Document types (how can you support the transaction types and variations?)

Document types are the various supporting documents used for each Smart Action Group. They should be named with a standard naming convention that allows the team to easily identify what a document is for by simply looking at the title of the document. 

How to set up powerful workflows 

To properly set up workflows, it’s important to carefully plot the tasks within each workflow and workflow variation. “Title is a ‘pay now or pay later’ industry, and saving an hour of setup time is going to cost an exponential amount of time in workarounds on the back end,” Brown says. 

Brown recommends that each transaction possibility is mapped from start to finish and “literally drawn out” on a whiteboard or in a process visualization tool. After the process is mapped out, an experienced staff member should review it to ensure nothing is missed. “We all have biases and knowledge gaps, so going through this exercise can surface those gaps while things are still conceptual and easy to change,” Brown says. 

Tasks within Qualia include multiple elements that allow businesses to get granular in their workflow setup. Brown recommends that the following elements be mapped out for every task.

  1. Placement: identify where the task should be placed in the workflow. Brown recommends that tasks are grouped in chronological order by role type.
  2. Name: use a naming convention to set up tasks to quickly identify where the task falls in the order and who should complete it (the name should include: the role, what the task is, description of the task being done). Task names are an often overlooked tool but are valuable when used correctly. In fact, when used consistently, task names can help staff understand a file’s progress just by looking at the list of current active tasks.
  3. Start trigger: assign when the task should start.
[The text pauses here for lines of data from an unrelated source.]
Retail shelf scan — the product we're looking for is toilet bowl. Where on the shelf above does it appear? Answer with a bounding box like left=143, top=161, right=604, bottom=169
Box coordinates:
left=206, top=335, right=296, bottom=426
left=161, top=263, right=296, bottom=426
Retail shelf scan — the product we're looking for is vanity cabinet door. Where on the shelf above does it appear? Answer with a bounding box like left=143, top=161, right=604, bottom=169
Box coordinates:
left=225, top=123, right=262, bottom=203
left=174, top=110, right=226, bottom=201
It’s important to trigger a task only when it’s possible to start working on that particular task. “Task tracking dashboards are useless if most of the files tasks are started at one time but cannot actually be completed until a later point,” Brown says. 
  4. Work: a single task should track a single activity versus an entire set of activities. For example, “create a closing package” should be divided into multiple activities such as “get closing documents from the lender” and “email documents back to the lender.” Defining the work being tracked by a task can often help managers surface over or underused tasks. 
  5. Due date: when properly set up, due dates should “stack” on top of one another. Brown noted that this step is often where admins fall short and fill in due dates with ad-hoc estimations. When due dates are not correctly assigned, it’s impossible for an admin to see which files are falling behind and where extra support is needed.  
  6. Completion trigger: The completion of a task will either be manual or system-triggered/automatic. There is a common assumption that more automation is always better than less. Brown warned that automation for the sake of automation is never a good idea. For example, balancing a closing disclosure (CD) likely requires one or more revisions. If a CD task is automatically marked complete after the file is sent to the lender, then there would be no indication or reminder that more steps are needed to apply revisions to the file. In this case, the staff would need to remember to apply revisions which opens up opportunities for missed or delayed tasks.  
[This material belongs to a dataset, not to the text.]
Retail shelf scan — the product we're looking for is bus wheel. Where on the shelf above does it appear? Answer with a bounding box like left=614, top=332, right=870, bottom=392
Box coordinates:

Success starts with the right title software 

The right title software can make or break your operations. Larger title & escrow companies often need more granular workflows because of the many hands touching a single file. A software provider with the necessary level of task granularity is foundational for success.

On top of having the necessary automation to ensure every piece of the operational puzzle can be mapped out, the right software provider will also offer an intuitive user design and on-demand training to ensure every staff member can easily learn the operating system.